Hang Seng Index drops amid the Alibaba, Tencent, Xiaomi sell-off 

The Hang Seng Index, which tracks some of the biggest companies in China, is continuing its sell-off today, a trend that may continue as technology stocks drop.

Alibaba stock dropped to $121 in New York, its lowest level since August 2025 and nearly 40% from its highest level in October last year.

Similarly, Tencent stock fell to $506 in Hong Kong, down by 25% from its highest point in 2025. Also, Xiaomi dropped to $34, also down by 45% from last year. Also, JD.com has remained in a bear market this year.

Alibaba and Tencent stocks have plunged leading to a $66 billion wipeout as the two biggest tech names published their earnings this week.
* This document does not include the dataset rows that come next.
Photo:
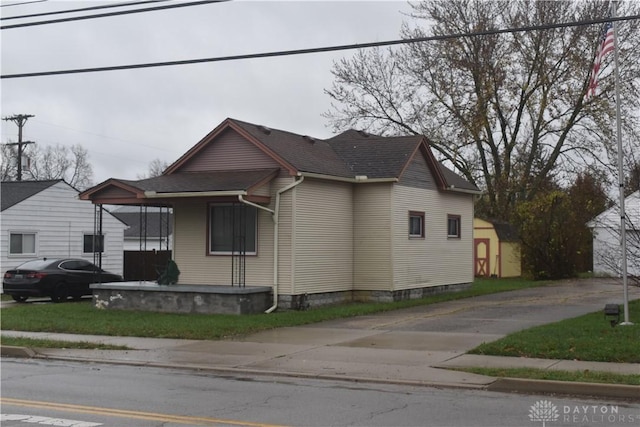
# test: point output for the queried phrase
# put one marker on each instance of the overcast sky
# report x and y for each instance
(126, 119)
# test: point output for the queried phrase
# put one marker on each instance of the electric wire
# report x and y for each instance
(109, 14)
(317, 49)
(23, 3)
(82, 9)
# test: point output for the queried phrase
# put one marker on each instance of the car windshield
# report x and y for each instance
(36, 264)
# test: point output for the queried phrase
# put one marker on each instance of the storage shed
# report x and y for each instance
(496, 249)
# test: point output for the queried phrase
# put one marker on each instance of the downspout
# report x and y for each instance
(275, 241)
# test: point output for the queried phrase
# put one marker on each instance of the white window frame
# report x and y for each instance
(420, 217)
(458, 232)
(104, 240)
(23, 233)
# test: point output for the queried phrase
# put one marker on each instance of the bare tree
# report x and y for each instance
(52, 162)
(156, 168)
(508, 111)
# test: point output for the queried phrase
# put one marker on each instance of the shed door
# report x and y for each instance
(481, 257)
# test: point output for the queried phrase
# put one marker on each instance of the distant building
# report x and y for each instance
(607, 254)
(496, 249)
(46, 219)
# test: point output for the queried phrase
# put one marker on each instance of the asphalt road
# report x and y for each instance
(38, 392)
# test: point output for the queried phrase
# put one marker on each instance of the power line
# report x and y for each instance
(83, 9)
(23, 3)
(316, 49)
(104, 15)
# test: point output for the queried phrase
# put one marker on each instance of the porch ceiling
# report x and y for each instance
(181, 185)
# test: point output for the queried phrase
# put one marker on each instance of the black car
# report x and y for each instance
(55, 278)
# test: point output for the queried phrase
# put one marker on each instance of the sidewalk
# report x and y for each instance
(417, 346)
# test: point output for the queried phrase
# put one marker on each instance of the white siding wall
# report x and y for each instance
(373, 267)
(323, 237)
(436, 259)
(60, 221)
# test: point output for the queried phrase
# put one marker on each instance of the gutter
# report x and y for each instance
(275, 218)
(464, 190)
(155, 195)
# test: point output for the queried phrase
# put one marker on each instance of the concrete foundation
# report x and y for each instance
(202, 299)
(210, 299)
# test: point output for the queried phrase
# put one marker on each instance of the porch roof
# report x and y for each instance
(191, 184)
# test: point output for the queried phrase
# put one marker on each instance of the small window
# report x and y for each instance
(22, 244)
(233, 229)
(416, 224)
(453, 226)
(93, 243)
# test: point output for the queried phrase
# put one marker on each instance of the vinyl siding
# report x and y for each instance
(228, 152)
(436, 259)
(418, 174)
(60, 221)
(323, 237)
(372, 237)
(199, 268)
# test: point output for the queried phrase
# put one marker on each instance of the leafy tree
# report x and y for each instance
(556, 241)
(588, 198)
(51, 162)
(506, 110)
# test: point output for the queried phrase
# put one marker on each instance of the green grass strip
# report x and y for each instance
(45, 343)
(553, 375)
(589, 337)
(83, 318)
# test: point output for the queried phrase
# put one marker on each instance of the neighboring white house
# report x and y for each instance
(46, 219)
(606, 239)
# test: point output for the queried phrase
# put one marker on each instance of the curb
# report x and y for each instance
(15, 351)
(527, 386)
(503, 385)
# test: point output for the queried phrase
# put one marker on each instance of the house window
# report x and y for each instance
(22, 244)
(416, 224)
(453, 226)
(233, 229)
(93, 243)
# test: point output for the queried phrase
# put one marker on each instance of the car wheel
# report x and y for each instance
(60, 293)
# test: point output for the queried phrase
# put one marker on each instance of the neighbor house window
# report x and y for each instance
(233, 229)
(22, 244)
(416, 224)
(93, 243)
(453, 226)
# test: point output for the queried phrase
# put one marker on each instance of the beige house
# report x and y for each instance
(356, 216)
(496, 249)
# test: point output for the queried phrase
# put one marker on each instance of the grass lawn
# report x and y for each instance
(553, 375)
(588, 337)
(83, 318)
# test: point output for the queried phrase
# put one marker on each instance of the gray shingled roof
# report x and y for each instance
(306, 154)
(372, 155)
(14, 192)
(347, 154)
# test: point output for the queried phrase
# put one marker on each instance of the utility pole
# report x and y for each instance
(20, 120)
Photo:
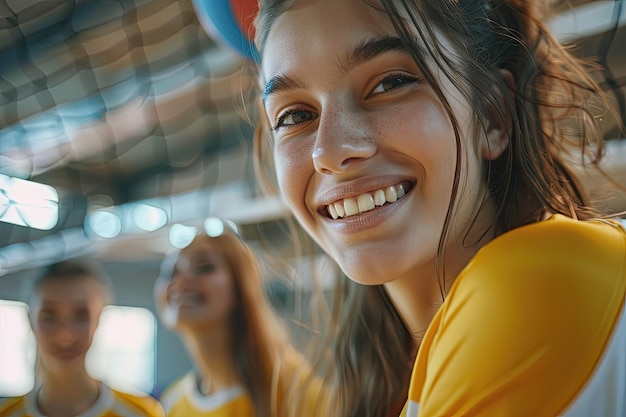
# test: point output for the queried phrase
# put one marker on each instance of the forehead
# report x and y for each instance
(201, 248)
(65, 291)
(312, 27)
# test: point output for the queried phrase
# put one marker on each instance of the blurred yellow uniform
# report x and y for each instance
(533, 326)
(110, 403)
(183, 399)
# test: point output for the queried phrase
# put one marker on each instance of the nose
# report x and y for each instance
(66, 333)
(344, 137)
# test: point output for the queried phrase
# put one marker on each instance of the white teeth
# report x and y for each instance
(351, 206)
(332, 211)
(365, 202)
(391, 194)
(379, 198)
(341, 211)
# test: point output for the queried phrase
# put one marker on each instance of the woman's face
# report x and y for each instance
(365, 153)
(200, 292)
(64, 316)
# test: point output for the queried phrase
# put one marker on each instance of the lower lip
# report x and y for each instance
(368, 220)
(67, 356)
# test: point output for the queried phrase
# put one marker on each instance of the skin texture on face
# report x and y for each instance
(201, 291)
(352, 114)
(64, 316)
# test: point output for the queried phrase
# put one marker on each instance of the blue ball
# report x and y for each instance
(229, 23)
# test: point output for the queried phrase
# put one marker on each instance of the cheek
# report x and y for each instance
(294, 166)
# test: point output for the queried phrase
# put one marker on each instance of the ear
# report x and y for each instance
(498, 121)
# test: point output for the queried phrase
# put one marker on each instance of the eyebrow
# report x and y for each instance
(366, 51)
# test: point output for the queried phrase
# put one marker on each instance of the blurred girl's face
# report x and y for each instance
(64, 316)
(365, 153)
(201, 291)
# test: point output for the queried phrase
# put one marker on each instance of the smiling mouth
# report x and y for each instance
(366, 202)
The two juggernauts fell as the two companies failed to demonstrate how they will capitalize on artificial intelligence (AI) growth.

Analysts worry that, while AI spending is growing, investors are worried about how they will monetize it in the near term. 

Alibaba plans to spend $53 billion in capital expenditure and hinted that it hoped to make $100 billion in AI revenue in the next five years.In a note, a Bloomberg analyst said:

“The key inflection will be when companies can show that AI is driving measurable revenue uplift, whether through cloud, advertising, or transaction conversion. Until then, markets will likely stay cautious.”

Xiaomi stock price has also crashed in the past few months, erasing billions of dollars in value in the past few months as the memory chip shortage continues, leading to higher costs. There are also concerns about its electric vehicle (EV) business as competition from top companies like XPeng and Nio remains.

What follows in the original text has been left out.